# Scope help.



## brendo (Sep 10, 2013)

I’m debating a couple scopes for hunting. I’m looking to be competent out to 500 yards. I’m debating the Leupold vx2 CDS 3-9x40 windplex reticle and the 4-16x44 diamondback tactical FFP. I can get both for the same price. I like the idea of the ease of use with the Leupold but I know with CDS you give up some precision. Maybe ok for 500 or less shots? I like the idea of being more precise with the diamondback and the extra features you get but I fear fumbling around with the scope during hunting situations or is it really not bad once you learn your gear? This will be my first experience with turret style scopes so any advice as it pertains to huntings is appreciated.


----------



## RandomElk16 (Sep 17, 2013)

brendo said:


> I'm debating a couple scopes for hunting. I'm looking to be competent out to 500 yards. I'm debating the Leupold vx2 CDS 3-9x40 windplex reticle and the 4-16x44 diamondback tactical FFP. I can get both for the same price. I like the idea of the ease of use with the Leupold but I know with CDS you give up some precision. Maybe ok for 500 or less shots? I like the idea of being more precise with the diamondback and the extra features you get but I fear fumbling around with the scope during hunting situations or is it really not bad once you learn your gear? This will be my first experience with turret style scopes so any advice as it pertains to huntings is appreciated.

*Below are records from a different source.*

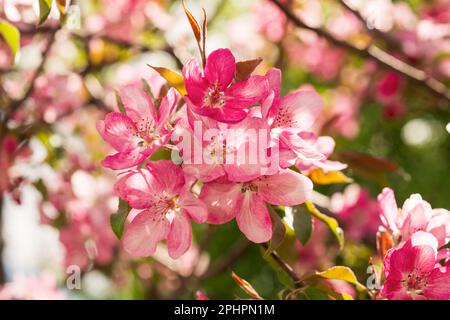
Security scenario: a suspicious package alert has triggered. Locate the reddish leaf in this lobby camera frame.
[182,0,201,43]
[231,271,263,300]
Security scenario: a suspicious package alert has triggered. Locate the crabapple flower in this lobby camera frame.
[97,85,178,170]
[172,109,279,182]
[115,160,207,259]
[378,188,450,247]
[199,169,313,243]
[381,231,450,300]
[183,49,268,123]
[295,132,347,172]
[331,184,380,241]
[261,68,325,167]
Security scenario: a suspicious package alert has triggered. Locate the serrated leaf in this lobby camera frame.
[38,0,53,25]
[292,206,312,245]
[264,205,286,256]
[110,199,131,239]
[148,65,187,96]
[305,201,344,249]
[231,271,263,300]
[182,0,202,43]
[0,20,20,57]
[336,151,402,185]
[235,58,262,81]
[308,168,353,184]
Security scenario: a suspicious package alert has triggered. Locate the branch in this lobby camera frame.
[270,0,450,102]
[261,243,305,289]
[6,29,58,118]
[338,0,403,53]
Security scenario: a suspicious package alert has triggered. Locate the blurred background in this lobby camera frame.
[0,0,450,299]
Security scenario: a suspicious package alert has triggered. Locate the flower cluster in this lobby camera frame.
[97,49,345,258]
[378,188,450,300]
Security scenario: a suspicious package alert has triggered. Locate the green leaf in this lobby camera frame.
[38,0,52,25]
[114,90,127,114]
[235,58,262,81]
[231,271,263,300]
[305,201,344,249]
[263,255,295,289]
[0,20,20,57]
[109,199,131,239]
[292,206,312,245]
[264,205,286,256]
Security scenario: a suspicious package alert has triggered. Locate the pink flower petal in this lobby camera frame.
[101,149,148,170]
[122,210,170,257]
[236,192,272,243]
[199,182,242,224]
[424,266,450,300]
[97,112,137,152]
[178,191,208,223]
[225,76,269,108]
[147,160,185,196]
[167,212,192,259]
[378,188,399,232]
[183,59,208,104]
[205,49,236,91]
[276,90,322,132]
[120,85,156,131]
[253,169,313,206]
[114,169,163,209]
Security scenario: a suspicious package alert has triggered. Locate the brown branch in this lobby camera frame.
[270,0,450,102]
[6,29,57,118]
[338,0,403,54]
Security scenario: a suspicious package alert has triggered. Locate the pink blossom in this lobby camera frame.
[378,188,450,246]
[261,69,325,167]
[295,132,347,172]
[172,109,278,182]
[381,231,450,300]
[115,160,207,259]
[200,170,312,243]
[97,85,178,170]
[183,49,268,123]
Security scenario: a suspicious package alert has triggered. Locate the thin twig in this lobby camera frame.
[6,29,57,117]
[338,0,403,53]
[261,243,305,289]
[270,0,450,102]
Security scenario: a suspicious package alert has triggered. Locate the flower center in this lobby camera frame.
[204,86,225,108]
[241,182,258,193]
[273,108,297,128]
[402,272,427,295]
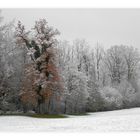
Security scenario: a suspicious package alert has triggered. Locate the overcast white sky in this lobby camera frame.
[2,9,140,48]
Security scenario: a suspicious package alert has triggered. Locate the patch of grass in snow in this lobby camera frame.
[28,114,67,119]
[70,113,89,116]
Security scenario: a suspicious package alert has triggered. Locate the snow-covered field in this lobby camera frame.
[0,108,140,132]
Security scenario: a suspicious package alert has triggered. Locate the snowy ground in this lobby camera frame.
[0,108,140,132]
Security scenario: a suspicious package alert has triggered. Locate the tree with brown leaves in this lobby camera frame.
[16,19,61,113]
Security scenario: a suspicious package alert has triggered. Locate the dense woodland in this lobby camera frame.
[0,12,140,114]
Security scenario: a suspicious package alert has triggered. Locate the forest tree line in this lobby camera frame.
[0,12,140,114]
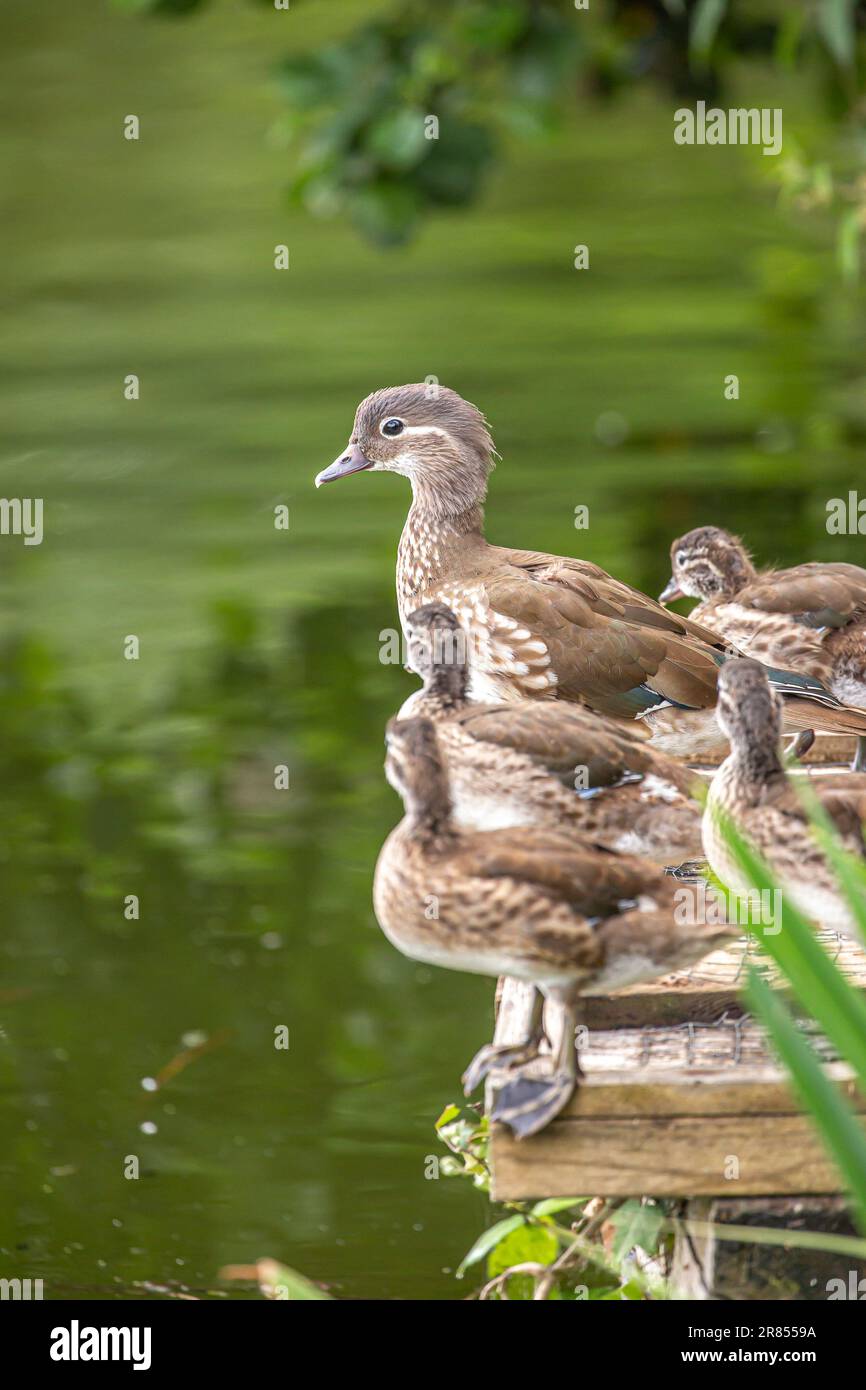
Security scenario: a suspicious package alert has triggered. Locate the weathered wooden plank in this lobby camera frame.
[695,734,856,771]
[491,1115,866,1201]
[491,1017,866,1200]
[671,1194,866,1301]
[496,931,866,1041]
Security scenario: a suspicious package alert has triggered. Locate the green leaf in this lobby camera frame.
[720,817,866,1095]
[457,1216,525,1279]
[364,107,431,171]
[435,1105,460,1130]
[532,1197,589,1216]
[610,1197,666,1261]
[487,1226,559,1279]
[746,966,866,1233]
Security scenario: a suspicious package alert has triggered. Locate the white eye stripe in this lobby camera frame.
[403,425,450,439]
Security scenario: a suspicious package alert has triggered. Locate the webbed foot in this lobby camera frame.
[491,1072,577,1138]
[460,1033,544,1095]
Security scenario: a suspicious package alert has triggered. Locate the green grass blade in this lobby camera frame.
[746,966,866,1234]
[723,820,866,1095]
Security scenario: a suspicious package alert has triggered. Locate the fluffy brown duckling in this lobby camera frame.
[703,660,866,937]
[316,384,866,758]
[660,525,866,770]
[373,719,738,1136]
[399,603,702,865]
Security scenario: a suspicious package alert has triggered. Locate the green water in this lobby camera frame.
[0,0,866,1298]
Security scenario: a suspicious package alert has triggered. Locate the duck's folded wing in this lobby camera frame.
[457,701,694,794]
[502,549,730,652]
[737,562,866,627]
[485,574,724,717]
[459,828,673,917]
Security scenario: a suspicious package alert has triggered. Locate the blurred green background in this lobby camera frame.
[0,0,866,1298]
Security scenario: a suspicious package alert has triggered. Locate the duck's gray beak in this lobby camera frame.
[316,443,373,488]
[659,575,685,603]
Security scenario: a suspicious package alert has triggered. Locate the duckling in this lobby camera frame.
[659,525,866,771]
[702,659,866,937]
[316,384,866,758]
[399,603,702,865]
[373,719,738,1137]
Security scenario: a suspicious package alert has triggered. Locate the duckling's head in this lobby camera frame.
[716,656,781,762]
[385,719,450,830]
[406,603,468,701]
[659,525,755,603]
[316,382,496,518]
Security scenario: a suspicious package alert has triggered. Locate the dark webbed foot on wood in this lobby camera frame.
[491,1072,577,1138]
[460,1027,545,1095]
[460,991,545,1095]
[664,859,710,883]
[785,728,815,759]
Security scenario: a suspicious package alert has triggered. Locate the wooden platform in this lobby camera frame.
[488,934,866,1200]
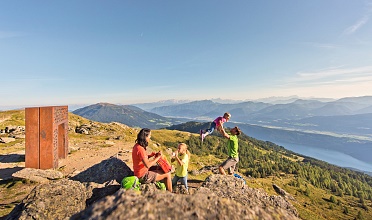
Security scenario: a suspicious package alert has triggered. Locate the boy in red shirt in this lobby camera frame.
[200,112,231,141]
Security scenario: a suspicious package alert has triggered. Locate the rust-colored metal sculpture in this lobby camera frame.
[25,106,68,170]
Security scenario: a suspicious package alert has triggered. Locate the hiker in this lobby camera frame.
[219,127,241,175]
[132,128,172,192]
[200,112,231,141]
[171,143,190,191]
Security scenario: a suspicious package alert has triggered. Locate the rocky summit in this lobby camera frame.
[6,157,298,219]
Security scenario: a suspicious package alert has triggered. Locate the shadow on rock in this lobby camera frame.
[70,157,134,206]
[70,157,134,185]
[0,154,25,163]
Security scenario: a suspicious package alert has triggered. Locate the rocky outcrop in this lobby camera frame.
[6,179,87,220]
[7,157,298,220]
[12,168,63,183]
[71,175,298,220]
[202,174,298,216]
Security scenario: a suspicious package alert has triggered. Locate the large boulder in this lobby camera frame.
[202,174,298,216]
[6,179,87,220]
[71,175,298,220]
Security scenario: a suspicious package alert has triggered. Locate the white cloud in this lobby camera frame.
[344,2,372,35]
[285,66,372,84]
[0,31,26,39]
[274,66,372,98]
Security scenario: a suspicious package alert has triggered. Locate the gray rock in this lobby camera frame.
[71,184,298,220]
[202,174,298,216]
[6,179,87,220]
[12,168,63,183]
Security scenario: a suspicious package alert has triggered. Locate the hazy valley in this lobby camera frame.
[73,96,372,174]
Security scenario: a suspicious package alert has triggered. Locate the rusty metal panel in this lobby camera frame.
[25,108,40,169]
[26,106,68,169]
[39,107,58,169]
[58,124,68,158]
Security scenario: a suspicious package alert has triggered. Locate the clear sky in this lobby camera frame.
[0,0,372,107]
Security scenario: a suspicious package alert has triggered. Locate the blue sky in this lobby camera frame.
[0,0,372,107]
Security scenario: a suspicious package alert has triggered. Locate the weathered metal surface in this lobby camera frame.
[26,106,68,169]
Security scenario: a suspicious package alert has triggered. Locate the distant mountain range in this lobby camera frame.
[72,103,189,129]
[73,96,372,172]
[138,96,372,138]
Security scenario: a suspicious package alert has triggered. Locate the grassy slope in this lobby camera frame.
[0,111,372,219]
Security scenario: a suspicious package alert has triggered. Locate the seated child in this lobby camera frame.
[171,143,190,190]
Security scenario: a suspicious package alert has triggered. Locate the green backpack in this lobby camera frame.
[155,182,167,190]
[121,176,141,191]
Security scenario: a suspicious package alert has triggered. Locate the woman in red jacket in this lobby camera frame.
[132,128,172,192]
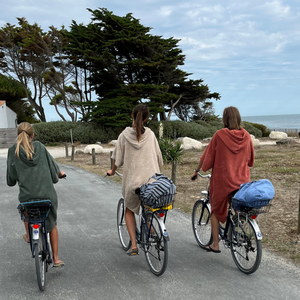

I own a bunch of Vortex products. I enjoy all of them and would have been fine being a "Vortex guy"

But I gotta say - This year I have shot a few different setups using vx3i cds and I love them. The ease of use is incredible and I haven't had issues with precision. (If you like at my 2018 bull thread he was shot with a vx3i 4.5-14 power, https://utahwildlife.net/forum/12-big-game/196381-2018-bull-elk.html#post2095567)

You can get turrets for the diamondback. That said, if this is a hunting setup and you are fine using one round, don't fear the leupold! What rifle are you using?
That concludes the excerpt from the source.